3. Seize the Day. We have seen how fragile life is and how it can change in an instant. After assessing your life personally and professionally, ask yourself what you would do if there was no pandemic? Would you make a job change? Take a bucket list vacation? We hear many people say, “When the pandemic is over, I will . . .” Many of our clients advise to not wait for the pandemic to be over but instead see what choices we can make safely today, tomorrow, this year to meet your goals and increase contentment, joy, and happiness.
My husband and I did this last year. We love to travel and promised ourselves the minute Europe opened its doors, we would be there. And we were. We were careful (vaccinated and boosted), and while visiting the Dolomites in Italy was not risk-free, we felt reasonably safe and are so grateful that we went.

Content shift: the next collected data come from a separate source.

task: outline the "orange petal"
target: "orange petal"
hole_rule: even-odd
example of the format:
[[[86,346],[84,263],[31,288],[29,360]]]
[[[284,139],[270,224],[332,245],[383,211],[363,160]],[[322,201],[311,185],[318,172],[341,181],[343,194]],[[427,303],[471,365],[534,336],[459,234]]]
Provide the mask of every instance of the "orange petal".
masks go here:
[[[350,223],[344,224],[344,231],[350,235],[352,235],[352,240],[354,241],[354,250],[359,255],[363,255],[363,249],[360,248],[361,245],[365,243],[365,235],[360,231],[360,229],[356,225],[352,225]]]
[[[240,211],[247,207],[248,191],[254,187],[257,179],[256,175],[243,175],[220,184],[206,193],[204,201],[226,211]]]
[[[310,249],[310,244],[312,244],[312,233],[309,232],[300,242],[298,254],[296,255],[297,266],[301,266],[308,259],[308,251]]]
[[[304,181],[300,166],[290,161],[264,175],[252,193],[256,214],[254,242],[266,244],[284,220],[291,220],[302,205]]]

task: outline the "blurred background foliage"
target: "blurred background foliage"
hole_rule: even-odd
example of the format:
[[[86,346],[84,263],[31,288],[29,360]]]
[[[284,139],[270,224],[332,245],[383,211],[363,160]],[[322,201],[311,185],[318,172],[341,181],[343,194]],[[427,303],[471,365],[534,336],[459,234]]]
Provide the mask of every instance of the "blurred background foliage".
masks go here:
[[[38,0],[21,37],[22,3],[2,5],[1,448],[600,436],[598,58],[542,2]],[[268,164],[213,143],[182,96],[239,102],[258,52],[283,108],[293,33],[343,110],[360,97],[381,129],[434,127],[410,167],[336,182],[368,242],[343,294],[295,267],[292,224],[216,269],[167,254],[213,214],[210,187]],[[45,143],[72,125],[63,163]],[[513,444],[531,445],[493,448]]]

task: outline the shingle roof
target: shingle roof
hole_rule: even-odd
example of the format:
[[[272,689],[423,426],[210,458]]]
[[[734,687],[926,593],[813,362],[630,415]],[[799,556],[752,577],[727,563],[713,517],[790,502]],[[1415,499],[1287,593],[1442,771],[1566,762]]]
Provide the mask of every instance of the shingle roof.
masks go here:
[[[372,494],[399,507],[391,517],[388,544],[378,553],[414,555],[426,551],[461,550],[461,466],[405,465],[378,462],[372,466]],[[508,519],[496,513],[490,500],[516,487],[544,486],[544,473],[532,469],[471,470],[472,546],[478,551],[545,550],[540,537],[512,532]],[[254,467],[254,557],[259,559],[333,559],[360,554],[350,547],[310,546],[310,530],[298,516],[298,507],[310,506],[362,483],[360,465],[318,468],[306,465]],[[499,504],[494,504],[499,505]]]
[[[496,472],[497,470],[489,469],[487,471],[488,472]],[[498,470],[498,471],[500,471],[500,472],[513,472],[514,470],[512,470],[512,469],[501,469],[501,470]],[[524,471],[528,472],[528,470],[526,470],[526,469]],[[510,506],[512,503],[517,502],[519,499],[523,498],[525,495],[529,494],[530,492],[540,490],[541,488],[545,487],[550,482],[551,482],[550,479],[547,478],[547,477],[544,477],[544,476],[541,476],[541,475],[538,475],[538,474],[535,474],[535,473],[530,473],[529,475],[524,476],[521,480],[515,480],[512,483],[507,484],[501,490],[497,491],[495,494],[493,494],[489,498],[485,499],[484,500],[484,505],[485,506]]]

4. Flexibility is an important trait to nurture and develop. If we had polled clients five years ago to name the traits most important for an executive, flexibility would not have been at the top of the list. Today, executives who cannot adapt rapidly to unexpected or changing circumstances are at a distinct disadvantage. Many of the searches we have conducted in the past year specifically call for leaders who can make decisions decisively in periods of rapid change.
5. Give. Each year we write about the joy of giving. It is more than just giving to a charity, although that is, of course, important. This year, for our firm’s holiday card, we donated to each of our employee’s favorite charities and asked our employees to film their designation for our holiday card. It was great fun to share our pet (pun intended) charities with each other and laugh about our attempts to film with kids and pets.
One client talked about giving attention and time to friends, family, and the people who work to make our lives better. Another client agreed and said he has become increasingly conscious of the healthcare, retail, and restaurant workers who work—often anonymously—to take care of our health, bag our groceries, and prepare and deliver our food. “Looking them in the eye and saying, ‘thank you’ brightens my day and makes me feel grateful.”
6. Gratitude. And speaking of gratitude, I believe that gratitude is an emotional muscle. The more you use it, the stronger it gets. Undoubtedly, it is much harder to feel gratitude when you are worried about your job, health, family, or amid a crisis. Some days it is hard to feel gratitude, but for many, it has been a lifeboat in a sea of uncertainty. So, look at a majestic sunset, the special people in your life, your pet, and be grateful.